Незавершенная Литургия — страница 27 из 42

И настал тот день и тот час, когда повели Василия священники за руки вокруг престола. Вся прежде бывшая служба со всей ее торжественностью настолько его ошеломила, что он опомнился лишь в этот момент и сквозь пение, не слыша своего голоса, воззвал: «Господи! Дай мне неоскудную веру!» И вновь его ведут: «Господи! Дай мне любовь к людям!» И опять: «Господи! Дай мне дар слова!» И добавил тихо от себя: «А еще дай Бог здоровья жене моей Ирине и дочке Софии».

И еще ему запомнился момент, когда владыка Алексий протянул ему на тарели часть Святаго Агнца и произнес: «Прими залог сей – за него же истязан будеши». Это означало великую ответственность священника за высоту свершаемого служения.

Помнится и облачение его в священнические ризы, и многократное, разлитое среди молящихся и подхваченное хором: «Аксиос! Аксиос! Аксио-о-ос!» И настоятель кафедрального собора архимандрит Феодосий с улыбкой первый спешащий под благословение священника Василия, а затем все прочие, и именитые протоиереи, и священномонашествующие, спешили с поклоном облобызать руку только что рукоположенного иерея. Также и молящиеся, к которым он вышел со крестом, словно океанский прибой штурмовали амвон, стремясь припасть к его руке.

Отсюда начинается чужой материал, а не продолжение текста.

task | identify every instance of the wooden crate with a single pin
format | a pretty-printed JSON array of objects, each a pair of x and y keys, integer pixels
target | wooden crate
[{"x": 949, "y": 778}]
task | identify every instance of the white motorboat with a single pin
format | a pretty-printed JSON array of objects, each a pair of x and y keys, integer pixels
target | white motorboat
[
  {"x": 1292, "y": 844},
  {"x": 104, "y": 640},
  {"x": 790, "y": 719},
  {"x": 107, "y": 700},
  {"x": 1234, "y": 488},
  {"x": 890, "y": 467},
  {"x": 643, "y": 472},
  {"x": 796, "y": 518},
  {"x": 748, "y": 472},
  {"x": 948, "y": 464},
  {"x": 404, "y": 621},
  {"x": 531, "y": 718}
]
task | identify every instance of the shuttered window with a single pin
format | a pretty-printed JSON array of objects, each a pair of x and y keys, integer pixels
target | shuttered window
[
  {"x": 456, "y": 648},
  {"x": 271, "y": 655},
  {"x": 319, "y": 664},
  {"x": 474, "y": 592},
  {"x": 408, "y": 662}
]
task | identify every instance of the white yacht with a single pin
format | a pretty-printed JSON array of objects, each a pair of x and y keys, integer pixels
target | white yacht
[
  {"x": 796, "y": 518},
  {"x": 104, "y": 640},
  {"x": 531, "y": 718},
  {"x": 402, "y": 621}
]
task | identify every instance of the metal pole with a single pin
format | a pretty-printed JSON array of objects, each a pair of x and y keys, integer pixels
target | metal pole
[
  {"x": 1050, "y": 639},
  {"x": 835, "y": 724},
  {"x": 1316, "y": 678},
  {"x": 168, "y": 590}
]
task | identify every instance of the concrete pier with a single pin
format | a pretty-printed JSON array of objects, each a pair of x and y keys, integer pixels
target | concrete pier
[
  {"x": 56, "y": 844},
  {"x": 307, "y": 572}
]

И это море, словно щепку, прибило к его ногам его матушку Ирину, которая тоже облобызала крест и руку его, как священника Божия.

Затем был сорокоуст – сорок литургий в кафедральном соборе. День начинался в пять утра с приготовительных молитв. В семь он уже в храме начинает свершать проскомидию. В восемь начинается литургия, после которой он говорит проповедь и служит молебны и панихиды. После обеда в полдень – крестины, иногда число крещаемых достигало шестидесяти человек, тогда ему на подмогу выходили другие священники. По понедельникам, средам, пятницам и воскресеньям вслед за крестинами приезжали свадьбы. Однажды ему довелось венчать аж двенадцать пар за день. Не успевали закрыть двери за новобрачными – начинали заносить гробы. Отпевания зачастую служились «вборзе», оттого что в семнадцать ноль ноль надо было уже начинать вечернее богослужение. В свою келью он возвращался к восьми вечера и падал в постель после вечернего правила около девяти часов, не успев переварить ужин, чтобы утром опять встать в пять и вновь повторить все сначала. Другие священники приглядывали за ним, чтоб он все свершал верно и нигде не отступал от устава. Его избавляли от исповеди и выездов на требы. Жил он в просфорне, питался в соборной трапезной и сильно скучал по матушке и дочурке.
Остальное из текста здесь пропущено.